2019年5月31日金曜日

鎌倉時代と言われる石造物の信頼度

20180628

 わが町の鎌倉時代から残っているもので唯一目に触れられるものでは板碑である。何体かの仏像や若干の寺宝の類のものは由緒ある寺に残っているが、秘蔵されていて手ンごろ易く見せてはくれない。その点板碑は道端や田んぼのふちに野ざらし常態が多いので私でも見ることができる。
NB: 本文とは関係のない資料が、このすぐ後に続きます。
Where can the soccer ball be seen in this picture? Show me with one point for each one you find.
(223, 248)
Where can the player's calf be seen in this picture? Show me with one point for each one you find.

 ところでありがたがって鎌倉時代の板碑として手を合わせたり写真に撮ったりしているが、そもそもこの板碑が本当に鎌倉時代のものか、信頼していいのだろうか。去年、徳島の眉山山ろくの江戸時代のお墓を見て回った時、江戸時代と認識できたのは、墓石に年号が彫りこんであったからである。この鎌倉時代の板碑にも年号が彫りこんであったらまず間違いないと思うが、800年近くもたてばいくら石造とはいっても野ざらしの状態であれば風化が激しく、中にはどう見てもただの青石の塊としか見えないものもある。言い伝えや、古いから多分~、などというのはあまり信頼できない。文字が消えていても板碑の様式などから鎌倉期と推定もできようが、年号が刻んであるものに比べれば確実でない。

 わが町で鎌倉時代の年号が刻んであって鎌倉期の板碑が確実なのは以前のブログにも挙げた報恩寺さんの板碑と本行寺さんの板碑である。正和と元亨だから鎌倉末期である。この表面もかなり劣化が進み、拓本をとったり、いろいろな角度から撮影したり、あとは欠けた文字を補ったりして、専門家がかろうじて読めるものである。私がその場で確認できたのは「元」の文字と、「六月」の文字だけであった。結局、後で特殊な撮影をして画像処理した学術的な報告書の板碑の写真を見て間接的に確認できた次第である。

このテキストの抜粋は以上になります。